Die adäquate medizinische Versorgung von Patienten mit seltenen, hochkontagiösen und lebensbedrohlichen Erkrankungen ist in Deutschland über den STAKOB sichergestellt. Der Krankheitsverdacht jedoch wird häufig bereits außerhalb dieser hochspezialisierten Behandlungszentren ausgesprochen.

EKOS ist ein Verbundprojekt, das durch das vom BMBF geförderte Konsortium InfectControl 2020 finanziert wird. Der Verbund besteht aus 10 Partnerinstitutionen, für die das Robert Koch-Institut die Koordination übernimmt. Laufzeit des Vorhabens: 01.07.2016 – 30.06.2019.

Es besteht aus drei Teilvorhaben: Prozessuales Hygienemanagement, Baulich-funktionales Hygienemanagement, Resilienzförderung.
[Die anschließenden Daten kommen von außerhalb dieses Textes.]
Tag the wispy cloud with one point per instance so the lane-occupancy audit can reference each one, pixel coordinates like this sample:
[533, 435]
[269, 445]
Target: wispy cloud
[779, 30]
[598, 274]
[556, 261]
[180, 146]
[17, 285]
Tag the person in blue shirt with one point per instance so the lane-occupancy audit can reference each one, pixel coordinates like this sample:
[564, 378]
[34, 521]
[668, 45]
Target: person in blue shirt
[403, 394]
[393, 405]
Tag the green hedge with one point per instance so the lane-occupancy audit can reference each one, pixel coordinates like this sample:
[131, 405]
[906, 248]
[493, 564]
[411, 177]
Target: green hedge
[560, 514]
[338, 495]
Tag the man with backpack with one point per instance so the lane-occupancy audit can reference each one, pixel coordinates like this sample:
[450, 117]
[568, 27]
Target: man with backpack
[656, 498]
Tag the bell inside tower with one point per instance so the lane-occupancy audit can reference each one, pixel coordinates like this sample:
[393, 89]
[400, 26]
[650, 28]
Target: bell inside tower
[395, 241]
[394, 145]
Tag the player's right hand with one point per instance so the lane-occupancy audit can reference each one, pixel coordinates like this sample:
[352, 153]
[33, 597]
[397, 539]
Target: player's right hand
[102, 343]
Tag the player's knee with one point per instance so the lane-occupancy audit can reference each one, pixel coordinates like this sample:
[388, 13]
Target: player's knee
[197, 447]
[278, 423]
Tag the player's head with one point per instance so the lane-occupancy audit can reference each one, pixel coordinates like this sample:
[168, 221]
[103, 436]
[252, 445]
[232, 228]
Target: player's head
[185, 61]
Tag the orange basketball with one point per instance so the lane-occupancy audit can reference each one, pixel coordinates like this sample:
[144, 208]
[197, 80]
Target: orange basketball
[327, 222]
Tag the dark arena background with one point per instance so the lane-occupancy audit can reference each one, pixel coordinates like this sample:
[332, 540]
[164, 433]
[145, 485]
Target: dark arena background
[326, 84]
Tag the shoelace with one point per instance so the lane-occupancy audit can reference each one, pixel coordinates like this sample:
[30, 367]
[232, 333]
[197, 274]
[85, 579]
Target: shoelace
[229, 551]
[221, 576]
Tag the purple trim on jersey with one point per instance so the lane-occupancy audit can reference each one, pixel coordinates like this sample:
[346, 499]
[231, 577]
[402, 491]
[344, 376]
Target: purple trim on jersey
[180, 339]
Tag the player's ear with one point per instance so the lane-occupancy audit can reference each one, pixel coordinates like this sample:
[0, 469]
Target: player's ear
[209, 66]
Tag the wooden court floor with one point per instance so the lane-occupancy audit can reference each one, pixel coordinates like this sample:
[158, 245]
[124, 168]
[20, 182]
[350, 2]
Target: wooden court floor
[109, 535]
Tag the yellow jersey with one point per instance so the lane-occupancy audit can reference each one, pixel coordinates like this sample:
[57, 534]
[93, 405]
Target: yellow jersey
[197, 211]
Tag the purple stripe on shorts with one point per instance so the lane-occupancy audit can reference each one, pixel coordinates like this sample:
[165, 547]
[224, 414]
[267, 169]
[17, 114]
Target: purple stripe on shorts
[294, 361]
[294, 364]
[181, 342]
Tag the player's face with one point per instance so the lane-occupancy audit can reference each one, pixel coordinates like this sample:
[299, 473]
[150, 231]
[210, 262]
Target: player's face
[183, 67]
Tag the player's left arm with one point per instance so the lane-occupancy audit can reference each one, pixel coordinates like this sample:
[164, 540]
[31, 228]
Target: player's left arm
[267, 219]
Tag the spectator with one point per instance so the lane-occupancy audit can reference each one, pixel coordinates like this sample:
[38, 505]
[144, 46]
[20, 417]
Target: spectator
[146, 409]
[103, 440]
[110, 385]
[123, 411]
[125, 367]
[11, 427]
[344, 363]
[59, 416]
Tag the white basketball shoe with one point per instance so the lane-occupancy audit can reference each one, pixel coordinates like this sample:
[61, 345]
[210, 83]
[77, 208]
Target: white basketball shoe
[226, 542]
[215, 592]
Die Abkürzung EKOS steht für „Entwicklung eines neuartigen Konzepts zur Sicherstellung der infektiologisch-medizinischen Versorgung von Patienten mit Krankheiten durch hochpathogene Erreger in Schwerpunktkrankenhäusern“.

Ziele

  • Sichere infektiologisch-medizinischen Versorgung von Patienten mit Krankheiten durch hochpathogene Erreger in Schwerpunkt-Krankenhäusern gewährleisten

    • Konzeption eines temporären Isolierbereiches für Notaufnahmen
    • Entwicklung und Implementierung eines optimierten Hygienemanagements und Trainings
    • Resilienzförderung und Information von Patienten und Öffentlichkeit

Besonderheiten

  • Evidenzbasierung der Barrieremaßnahmen
  • Untersuchung des Keimauftritts und der Aerosolverbreitung
  • Entwicklung transsektorealer Standards für das prozessuale Hygienemanagement

Vorteile

  • Mögliche Kosten für das Gesundheitswesen in Millionenhöhe durch progressive Krankheitsverläufe, unzureichende Patientenversorgung bzw. das Auftreten von nosokomialen Infektionen werden vermieden.
  • Durch die Stärkung von Krankenhäusern in zwei ostdeutschen Städten (Klinikum Barnim/ Werner-Forßmann-Krankenhaus in Eberswalde und Klinikum Chemnitz) entstehen dort lokale Exzellenzcluster für eine nachhaltige Entwicklung in der Region.